6 DANOS DECORRENTES DO STATUS DE MILITAR COMO CONDIÇÃO DE PROSSEGUIBILIDADE NA SEARA ADMINISTRATIVA E JUDICIAL MILITAR
Conforme exaustivamente apresentado em apontamentos retro, cumpre consignar que o legislador ordinário, estabeleceu que somente o militar poderá ser sujeito ativo do crime de deserção, e após a verificação positiva dos indícios de autoria e prova da materialidade, bem como, da qualidade de militar, das condições gerais da ação e dos pressupostos processuais, será oferecida e, consequentemente, recebida a denúncia para dar início a fase processual penal militar, rito representativo de uma verdadeira condição de procedibilidade.
De certo inferir que na ocasião da praça sem estabilidade não for incluída, vinculando-se novamente à força que o desertou, seja por questões ainda não sabidas ou por inaptidão médica atestada em inspeção de saúde própria, a solução será o arquivamento do feito após manifestação do Ministério Público Militar.
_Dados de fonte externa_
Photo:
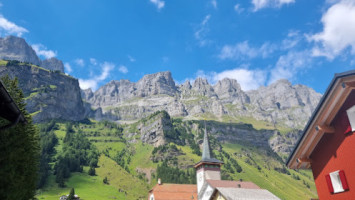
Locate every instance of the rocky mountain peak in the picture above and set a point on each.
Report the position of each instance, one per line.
(186, 85)
(202, 87)
(16, 48)
(158, 83)
(53, 64)
(229, 91)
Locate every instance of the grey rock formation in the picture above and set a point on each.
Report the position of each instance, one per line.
(53, 64)
(15, 48)
(152, 130)
(279, 105)
(48, 94)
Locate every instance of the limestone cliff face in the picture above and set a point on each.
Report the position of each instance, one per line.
(280, 104)
(15, 48)
(154, 128)
(48, 94)
(53, 64)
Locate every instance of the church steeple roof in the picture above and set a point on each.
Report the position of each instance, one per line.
(206, 151)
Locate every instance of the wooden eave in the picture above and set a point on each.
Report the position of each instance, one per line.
(319, 124)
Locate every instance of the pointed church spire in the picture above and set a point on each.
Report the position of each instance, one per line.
(206, 153)
(206, 150)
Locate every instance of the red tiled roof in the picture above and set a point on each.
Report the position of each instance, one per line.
(174, 191)
(234, 184)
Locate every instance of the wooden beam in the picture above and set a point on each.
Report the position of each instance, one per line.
(325, 128)
(348, 84)
(303, 160)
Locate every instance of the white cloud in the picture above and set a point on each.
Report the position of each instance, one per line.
(260, 4)
(41, 50)
(158, 3)
(214, 3)
(293, 38)
(242, 50)
(8, 27)
(131, 59)
(238, 9)
(202, 30)
(93, 61)
(68, 67)
(93, 82)
(247, 78)
(289, 65)
(123, 69)
(338, 30)
(79, 62)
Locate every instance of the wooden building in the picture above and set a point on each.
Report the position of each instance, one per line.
(327, 145)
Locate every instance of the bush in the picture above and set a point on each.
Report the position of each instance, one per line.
(92, 171)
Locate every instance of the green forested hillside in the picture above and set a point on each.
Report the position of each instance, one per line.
(132, 167)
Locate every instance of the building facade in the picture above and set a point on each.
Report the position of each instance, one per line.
(327, 145)
(209, 184)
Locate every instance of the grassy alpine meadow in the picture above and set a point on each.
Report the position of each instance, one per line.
(261, 171)
(131, 173)
(85, 186)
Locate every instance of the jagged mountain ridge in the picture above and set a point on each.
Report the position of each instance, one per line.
(279, 104)
(16, 48)
(48, 94)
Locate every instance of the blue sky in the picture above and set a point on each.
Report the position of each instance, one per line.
(254, 41)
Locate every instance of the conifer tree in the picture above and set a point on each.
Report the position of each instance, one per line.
(19, 151)
(71, 195)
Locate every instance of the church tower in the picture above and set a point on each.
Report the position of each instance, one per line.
(208, 168)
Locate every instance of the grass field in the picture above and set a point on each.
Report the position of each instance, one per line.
(87, 187)
(282, 185)
(127, 185)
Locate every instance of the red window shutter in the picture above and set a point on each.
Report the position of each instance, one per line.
(348, 129)
(343, 180)
(329, 183)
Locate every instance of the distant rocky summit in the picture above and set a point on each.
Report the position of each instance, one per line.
(280, 104)
(15, 48)
(48, 94)
(53, 64)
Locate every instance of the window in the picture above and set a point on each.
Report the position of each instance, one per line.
(351, 117)
(337, 182)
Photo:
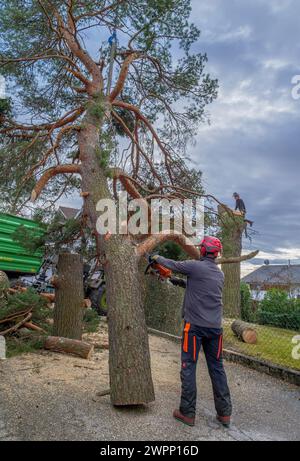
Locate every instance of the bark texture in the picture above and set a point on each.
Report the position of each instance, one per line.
(69, 346)
(129, 356)
(69, 299)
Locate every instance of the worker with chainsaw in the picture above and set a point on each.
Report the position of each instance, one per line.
(202, 313)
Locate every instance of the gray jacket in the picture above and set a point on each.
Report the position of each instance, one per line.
(203, 296)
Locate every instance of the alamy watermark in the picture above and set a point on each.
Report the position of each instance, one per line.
(296, 88)
(160, 216)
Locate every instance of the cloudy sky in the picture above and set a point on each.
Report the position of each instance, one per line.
(252, 144)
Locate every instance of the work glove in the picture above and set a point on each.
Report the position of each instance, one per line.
(178, 282)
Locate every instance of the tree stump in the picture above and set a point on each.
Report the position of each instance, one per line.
(69, 297)
(244, 331)
(69, 346)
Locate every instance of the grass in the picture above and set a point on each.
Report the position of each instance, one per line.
(273, 344)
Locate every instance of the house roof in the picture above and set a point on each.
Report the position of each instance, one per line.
(68, 213)
(275, 274)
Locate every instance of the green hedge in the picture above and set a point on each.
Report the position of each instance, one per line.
(163, 305)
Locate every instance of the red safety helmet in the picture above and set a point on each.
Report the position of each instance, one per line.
(210, 245)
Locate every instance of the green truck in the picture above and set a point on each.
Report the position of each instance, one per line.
(14, 259)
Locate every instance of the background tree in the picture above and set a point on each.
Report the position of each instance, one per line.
(59, 66)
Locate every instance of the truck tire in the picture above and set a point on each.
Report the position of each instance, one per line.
(98, 299)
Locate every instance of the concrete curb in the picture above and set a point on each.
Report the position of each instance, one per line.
(287, 374)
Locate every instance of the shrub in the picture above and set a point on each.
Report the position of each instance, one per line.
(279, 310)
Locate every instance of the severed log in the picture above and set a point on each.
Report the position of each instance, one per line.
(50, 297)
(244, 331)
(69, 346)
(16, 326)
(34, 327)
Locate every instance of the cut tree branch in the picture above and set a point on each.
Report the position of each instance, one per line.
(59, 169)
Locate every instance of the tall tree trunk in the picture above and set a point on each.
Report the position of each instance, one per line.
(232, 230)
(69, 297)
(129, 356)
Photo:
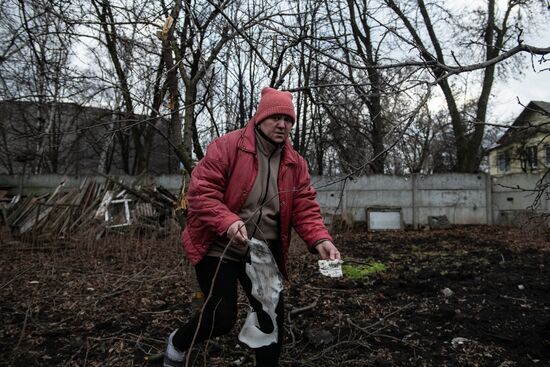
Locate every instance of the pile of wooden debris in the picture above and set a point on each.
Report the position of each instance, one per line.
(94, 208)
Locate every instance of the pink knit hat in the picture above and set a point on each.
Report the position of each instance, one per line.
(274, 102)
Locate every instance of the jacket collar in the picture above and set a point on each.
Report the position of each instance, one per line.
(247, 143)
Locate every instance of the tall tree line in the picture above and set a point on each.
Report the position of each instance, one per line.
(365, 76)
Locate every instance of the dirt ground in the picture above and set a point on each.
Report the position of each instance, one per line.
(468, 296)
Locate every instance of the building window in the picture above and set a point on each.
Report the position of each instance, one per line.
(531, 160)
(503, 161)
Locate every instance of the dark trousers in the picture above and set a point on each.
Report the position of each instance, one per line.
(220, 313)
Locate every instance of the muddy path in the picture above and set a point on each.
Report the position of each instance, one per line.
(468, 296)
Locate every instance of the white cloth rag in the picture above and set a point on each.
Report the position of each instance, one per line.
(267, 284)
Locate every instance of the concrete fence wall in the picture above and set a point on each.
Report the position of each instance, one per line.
(462, 198)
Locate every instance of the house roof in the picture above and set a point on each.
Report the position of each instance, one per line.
(514, 133)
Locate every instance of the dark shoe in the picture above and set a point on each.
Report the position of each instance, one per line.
(172, 356)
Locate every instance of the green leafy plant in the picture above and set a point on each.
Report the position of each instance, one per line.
(362, 271)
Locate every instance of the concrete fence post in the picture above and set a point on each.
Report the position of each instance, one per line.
(489, 198)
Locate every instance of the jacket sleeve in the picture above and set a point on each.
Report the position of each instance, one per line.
(207, 189)
(306, 211)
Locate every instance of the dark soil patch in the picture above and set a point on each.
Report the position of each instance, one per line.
(110, 303)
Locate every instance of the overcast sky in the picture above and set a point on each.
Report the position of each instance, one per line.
(531, 86)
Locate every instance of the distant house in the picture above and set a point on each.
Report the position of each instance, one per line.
(525, 146)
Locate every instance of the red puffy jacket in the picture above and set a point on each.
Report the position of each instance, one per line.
(221, 182)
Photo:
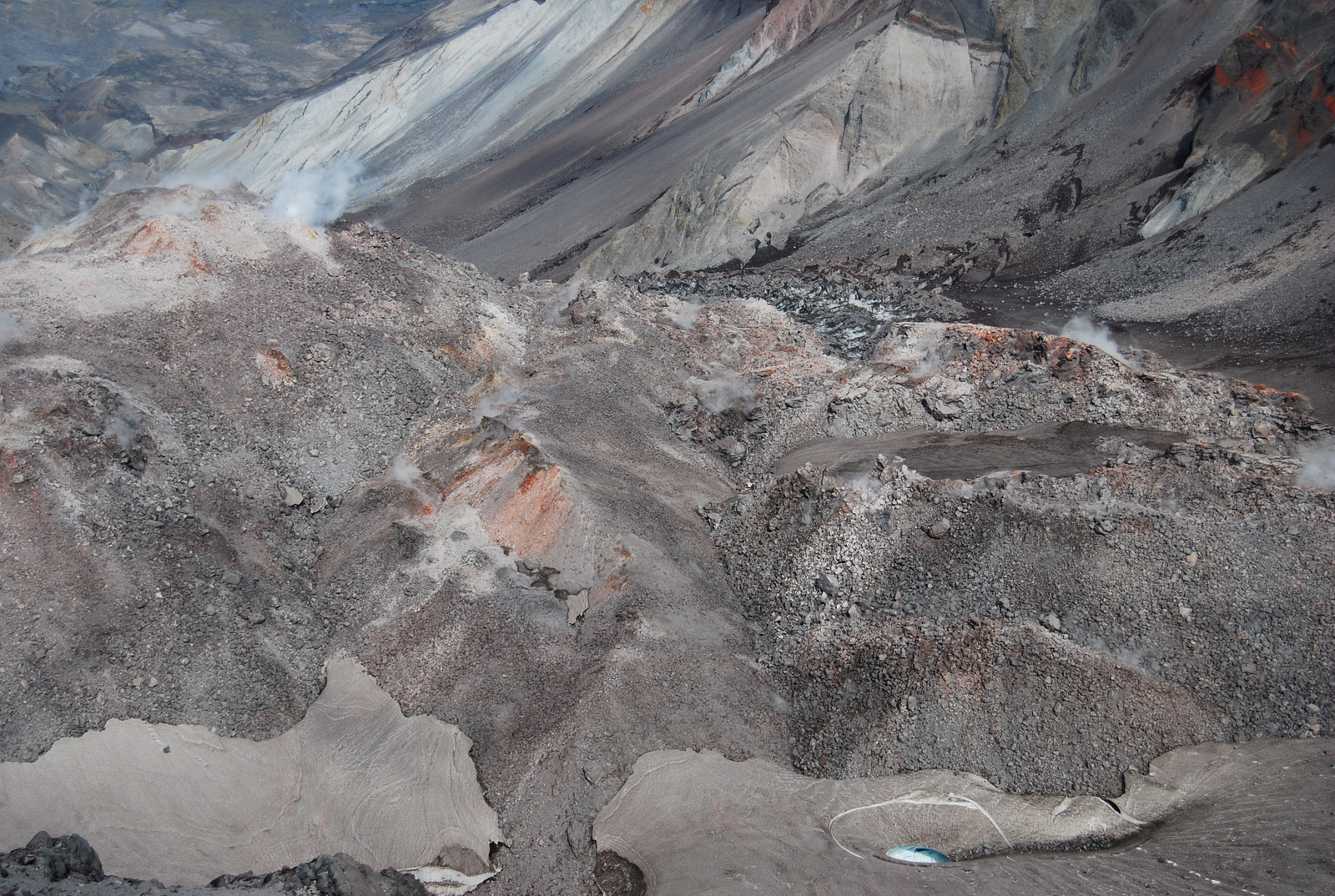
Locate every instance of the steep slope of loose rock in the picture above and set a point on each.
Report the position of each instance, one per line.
(552, 516)
(1222, 812)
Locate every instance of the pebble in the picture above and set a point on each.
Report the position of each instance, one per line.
(828, 582)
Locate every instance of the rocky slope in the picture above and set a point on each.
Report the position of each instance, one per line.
(93, 90)
(585, 522)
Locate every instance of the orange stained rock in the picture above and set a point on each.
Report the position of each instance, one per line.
(274, 367)
(150, 239)
(531, 518)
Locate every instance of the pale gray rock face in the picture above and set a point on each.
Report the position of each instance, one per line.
(180, 804)
(97, 88)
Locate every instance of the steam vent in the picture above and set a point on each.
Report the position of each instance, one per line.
(607, 448)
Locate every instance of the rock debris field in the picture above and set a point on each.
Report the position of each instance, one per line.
(593, 525)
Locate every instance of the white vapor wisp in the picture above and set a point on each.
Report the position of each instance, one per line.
(1083, 329)
(320, 195)
(1318, 471)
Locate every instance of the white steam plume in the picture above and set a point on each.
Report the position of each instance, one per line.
(320, 195)
(687, 317)
(1318, 471)
(405, 471)
(725, 391)
(1083, 329)
(11, 329)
Este requisito especial da ação penal de deserção, de fato deve ser exigido apenas no momento do oferecimento e recebimento da denúncia nos termos do §1°, 2° e 3° do art. 457 do CPPM. No entanto, nos idos dos anos 90, surgiu uma corrente doutrinária a qual defendia que a perda da qualidade de militar no curso do desenvolvimento do processo, em qualquer fase, acarretaria a extinção do feito sem resolução do mérito por ausência de pressuposto processual, atribuindo desta forma ao requisito específico, a natureza jurídica não só de condição de procedibilidade, mas também de prosseguibilidade, inovando, desse modo, no procedimento especial de crime de abandono praticado por praça sem estabilidade, através de uma interpretação extensiva do dispositivo legal, por considerar que a reinclusão se dará no serviço ativo.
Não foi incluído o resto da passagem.